1、Alternative Notations for Modeling Data

A number of alternative notations for modeling data have been proposed, of which E-R diagrams and UML class diagrams are the most widely used. There is no universal standard for E-R diagram notation, and different books and E-R diagram software use different notations. In the rest of this section, we study some of the alternative E-R diagram notations, as well as the UML class diagram notation. To aid in comparison of our notation with these alternatives, Figure 1 summarizes the set of symbols we have used in our E-R diagram notation.

Figure 1    Symbols used in the E-R notation.

1.1 Alternative E-R Notations

Figure 2 indicates some of the alternative E-R notations that are widely used. One alternative representation of attributes of entities is to show them in ovals connected to the box representing the entity; primary key attributes are indicated by underlining them. The above notation is shown at the top of the figure.
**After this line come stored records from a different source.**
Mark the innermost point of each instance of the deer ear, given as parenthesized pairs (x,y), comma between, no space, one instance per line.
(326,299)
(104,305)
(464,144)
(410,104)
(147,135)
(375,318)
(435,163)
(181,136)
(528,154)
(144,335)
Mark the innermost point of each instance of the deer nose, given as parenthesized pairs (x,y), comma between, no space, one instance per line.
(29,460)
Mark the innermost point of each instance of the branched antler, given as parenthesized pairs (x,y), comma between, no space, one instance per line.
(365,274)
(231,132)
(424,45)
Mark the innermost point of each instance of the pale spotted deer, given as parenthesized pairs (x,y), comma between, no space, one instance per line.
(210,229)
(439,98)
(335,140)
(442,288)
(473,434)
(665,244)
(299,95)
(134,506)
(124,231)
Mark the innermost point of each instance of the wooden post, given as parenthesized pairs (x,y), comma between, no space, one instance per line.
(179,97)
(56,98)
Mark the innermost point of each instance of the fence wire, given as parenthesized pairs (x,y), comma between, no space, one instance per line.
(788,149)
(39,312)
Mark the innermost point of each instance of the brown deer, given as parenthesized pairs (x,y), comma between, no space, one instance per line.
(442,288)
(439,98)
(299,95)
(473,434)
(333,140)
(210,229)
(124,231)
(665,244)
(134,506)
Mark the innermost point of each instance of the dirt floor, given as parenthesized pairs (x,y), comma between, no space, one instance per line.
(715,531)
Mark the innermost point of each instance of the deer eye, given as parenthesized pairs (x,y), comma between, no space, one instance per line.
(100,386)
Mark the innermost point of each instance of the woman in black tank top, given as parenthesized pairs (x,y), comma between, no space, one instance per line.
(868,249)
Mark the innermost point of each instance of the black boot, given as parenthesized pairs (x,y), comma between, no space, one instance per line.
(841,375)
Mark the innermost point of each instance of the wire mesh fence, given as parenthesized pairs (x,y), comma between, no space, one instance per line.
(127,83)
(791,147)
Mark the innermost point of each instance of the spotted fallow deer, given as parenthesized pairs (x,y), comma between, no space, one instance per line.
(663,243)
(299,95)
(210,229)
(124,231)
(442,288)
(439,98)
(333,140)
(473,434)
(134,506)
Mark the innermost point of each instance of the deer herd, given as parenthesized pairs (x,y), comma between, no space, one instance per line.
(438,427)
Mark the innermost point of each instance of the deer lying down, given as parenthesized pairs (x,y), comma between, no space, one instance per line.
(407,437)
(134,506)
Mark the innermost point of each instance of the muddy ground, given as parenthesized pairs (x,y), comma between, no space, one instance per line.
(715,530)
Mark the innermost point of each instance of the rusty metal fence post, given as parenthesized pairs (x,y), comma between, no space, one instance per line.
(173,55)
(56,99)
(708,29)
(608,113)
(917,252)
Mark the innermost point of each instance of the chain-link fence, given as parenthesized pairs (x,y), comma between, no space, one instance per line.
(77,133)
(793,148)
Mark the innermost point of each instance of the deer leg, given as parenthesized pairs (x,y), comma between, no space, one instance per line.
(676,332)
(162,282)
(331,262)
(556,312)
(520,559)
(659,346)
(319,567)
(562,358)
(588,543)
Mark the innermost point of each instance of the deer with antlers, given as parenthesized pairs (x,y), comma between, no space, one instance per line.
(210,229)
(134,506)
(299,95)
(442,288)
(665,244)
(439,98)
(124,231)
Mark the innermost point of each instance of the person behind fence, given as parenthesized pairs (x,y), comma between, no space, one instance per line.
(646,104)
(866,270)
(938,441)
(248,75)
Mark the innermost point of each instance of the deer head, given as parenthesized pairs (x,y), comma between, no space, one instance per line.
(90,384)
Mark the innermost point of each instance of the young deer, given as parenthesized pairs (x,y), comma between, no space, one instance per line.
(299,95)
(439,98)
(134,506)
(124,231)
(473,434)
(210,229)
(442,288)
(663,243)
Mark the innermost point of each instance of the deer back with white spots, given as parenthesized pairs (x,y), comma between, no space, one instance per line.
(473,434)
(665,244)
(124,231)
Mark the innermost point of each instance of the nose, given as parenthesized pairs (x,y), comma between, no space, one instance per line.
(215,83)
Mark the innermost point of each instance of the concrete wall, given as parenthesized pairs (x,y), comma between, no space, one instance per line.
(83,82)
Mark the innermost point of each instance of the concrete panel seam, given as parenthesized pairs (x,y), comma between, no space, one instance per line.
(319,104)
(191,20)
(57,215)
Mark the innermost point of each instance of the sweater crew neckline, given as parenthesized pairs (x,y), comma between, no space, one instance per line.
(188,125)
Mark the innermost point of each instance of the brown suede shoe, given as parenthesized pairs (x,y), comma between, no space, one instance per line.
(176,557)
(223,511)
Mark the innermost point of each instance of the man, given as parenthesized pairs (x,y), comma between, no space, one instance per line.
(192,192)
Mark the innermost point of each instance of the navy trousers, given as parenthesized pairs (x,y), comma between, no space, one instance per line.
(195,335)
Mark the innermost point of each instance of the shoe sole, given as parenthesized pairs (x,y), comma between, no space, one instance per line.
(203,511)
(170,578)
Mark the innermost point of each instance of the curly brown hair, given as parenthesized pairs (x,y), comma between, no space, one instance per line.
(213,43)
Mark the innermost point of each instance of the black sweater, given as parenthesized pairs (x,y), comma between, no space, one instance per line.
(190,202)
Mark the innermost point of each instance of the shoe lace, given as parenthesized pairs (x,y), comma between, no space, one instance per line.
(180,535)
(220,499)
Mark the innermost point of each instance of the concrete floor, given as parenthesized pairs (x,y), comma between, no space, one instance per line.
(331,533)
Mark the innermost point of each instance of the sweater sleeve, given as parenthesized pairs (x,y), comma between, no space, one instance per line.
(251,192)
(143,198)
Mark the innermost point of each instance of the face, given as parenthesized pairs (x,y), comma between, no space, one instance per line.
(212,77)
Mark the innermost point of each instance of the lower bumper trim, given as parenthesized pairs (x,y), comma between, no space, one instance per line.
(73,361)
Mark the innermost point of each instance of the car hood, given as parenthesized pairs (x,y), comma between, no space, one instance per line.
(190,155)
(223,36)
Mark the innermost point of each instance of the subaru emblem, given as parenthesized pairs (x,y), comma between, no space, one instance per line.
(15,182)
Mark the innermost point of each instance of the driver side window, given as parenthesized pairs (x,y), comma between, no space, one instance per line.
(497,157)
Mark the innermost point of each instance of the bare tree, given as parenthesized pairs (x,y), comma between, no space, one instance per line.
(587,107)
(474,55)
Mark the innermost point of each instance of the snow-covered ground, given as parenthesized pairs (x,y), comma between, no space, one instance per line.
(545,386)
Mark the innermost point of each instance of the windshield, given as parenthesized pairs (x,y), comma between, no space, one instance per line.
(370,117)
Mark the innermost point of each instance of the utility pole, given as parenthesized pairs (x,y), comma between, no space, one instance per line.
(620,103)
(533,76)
Relationship attributes can be similarly represented, by connecting the ovals to the diamond representing the relationship.

Figure 2    Alternative E-R notations.

Cardinality constraints on relationships can be indicated in several different ways, as shown in Figure 2. In one alternative, shown on the left side of the figure, labels * and 1 on the edges out of the relationship are used for depicting many-to-many, one-to-one, and many-to-one relationships. The case of one-to-many is symmetric to many-to-one, and is not shown.

In another alternative notation shown on the right side of the figure, relationship sets are represented by lines between entity sets, without diamonds; only binary relationships can be modeled thus. Cardinality constraints in such a notation are shown by “crow’s-foot” notation, as in the figure. In a relationship R between E1 and E2, crow’s feet on both sides indicates a many-to-many relationship, while crow’s feet on just the E1 side indicates a many-to-one relationship from E1 to E2. Total participation is specified in this notation by a vertical bar. Note however, that in a relationship R between entities E1 and E2, if the participation of E1 in R is total, the vertical bar is placed on the opposite side, adjacent to entity E2. Similarly, partial participation is indicated by using a circle, again on the opposite side.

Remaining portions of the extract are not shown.